Cela fait perdre à Jack ses derniers nerfs, et je paie mon insolence. La gifle qu'il m'inflige est tellement violente que je m'écroule au sol, j'ai la sensation que mon cerveau s'est échappé de mon crâne. Je suis assommée et ne réponds plus de rien. Ce qui me rend de nouveau alerte est le coup de pied de Jack qui me tranche les entrailles.

- Pas mon bébé, je hoquette à bout de souffle.

- Jack arrête c'est bon on a l'argent ! Laisse la on s'en fiche !

Liz est clairement apeurée. Qu'est ce qu'elle croyait cette conne ? Que Jack m'offrirait une barbe à papa ! Faut choisir ton camps ma vielle.

Il la malmène, la bousculant comme une poupée de chiffon. Je profite de ce moment pour sortir le flingue de mon slibard. Inutile de préciser que le pistolet est trempé, je me suis largement pissé dans le froc depuis.

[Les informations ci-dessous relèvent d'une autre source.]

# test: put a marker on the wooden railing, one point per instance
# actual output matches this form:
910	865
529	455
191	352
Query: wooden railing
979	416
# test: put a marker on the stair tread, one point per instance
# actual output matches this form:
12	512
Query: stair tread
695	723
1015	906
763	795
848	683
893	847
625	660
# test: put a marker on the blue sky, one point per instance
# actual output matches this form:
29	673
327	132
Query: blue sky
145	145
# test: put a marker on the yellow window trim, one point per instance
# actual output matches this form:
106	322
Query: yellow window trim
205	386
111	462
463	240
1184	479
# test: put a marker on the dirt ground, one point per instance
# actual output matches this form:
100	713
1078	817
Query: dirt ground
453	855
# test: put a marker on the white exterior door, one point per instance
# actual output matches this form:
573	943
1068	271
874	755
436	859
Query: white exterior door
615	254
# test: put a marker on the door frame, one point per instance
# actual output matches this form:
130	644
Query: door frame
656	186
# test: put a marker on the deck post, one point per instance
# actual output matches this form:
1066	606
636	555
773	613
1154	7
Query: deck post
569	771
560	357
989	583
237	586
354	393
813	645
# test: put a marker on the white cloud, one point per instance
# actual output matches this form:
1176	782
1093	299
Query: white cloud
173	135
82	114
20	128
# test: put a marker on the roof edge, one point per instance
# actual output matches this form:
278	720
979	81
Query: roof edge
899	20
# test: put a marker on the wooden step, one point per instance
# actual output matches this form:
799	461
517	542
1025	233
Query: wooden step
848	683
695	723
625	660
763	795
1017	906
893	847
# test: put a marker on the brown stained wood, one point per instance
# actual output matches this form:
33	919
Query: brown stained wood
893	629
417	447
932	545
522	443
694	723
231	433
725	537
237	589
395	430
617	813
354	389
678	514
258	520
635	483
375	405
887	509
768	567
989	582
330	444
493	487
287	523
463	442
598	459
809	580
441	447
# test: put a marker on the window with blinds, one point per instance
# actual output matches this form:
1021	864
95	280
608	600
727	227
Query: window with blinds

Je tire une balle dans le genoux de Hyde, qui s'écroule tout de suite au sol tandis qu'une éclaboussure de sang se répand partout.

Je rêve ou Mia est en train de se taper une barre ?!

Bref, je sombre dans le noir tandis que la sirène des policiers résonnent dans le garage. Ils ont du tracer le téléphone de Groslama. Christian est avec eux, il les bouscule pour venir à moi.

- Poussez vous c'est moi que v'la !

Je suis incapable de le regarder, de garder les yeux ouverts. Je ne peux que l'entendre.

Je lutte pour rester avec lui. Puisque c'est ce qu'il m'ordonne. Voilà un de ses ordres que j'aimerais respecter.

Je respire. Puisque c'est ce qu'il me demande.

Je m'accroche à la vie. Puisque c'est ce qu'il me supplie.

Sa voix déchirée me dit une autre chose. Mais je ne comprend plus.

Malgré mes efforts pour tenir, je tombe, maintenant lovée dans les bras d'un ange venu pour m'accueillir.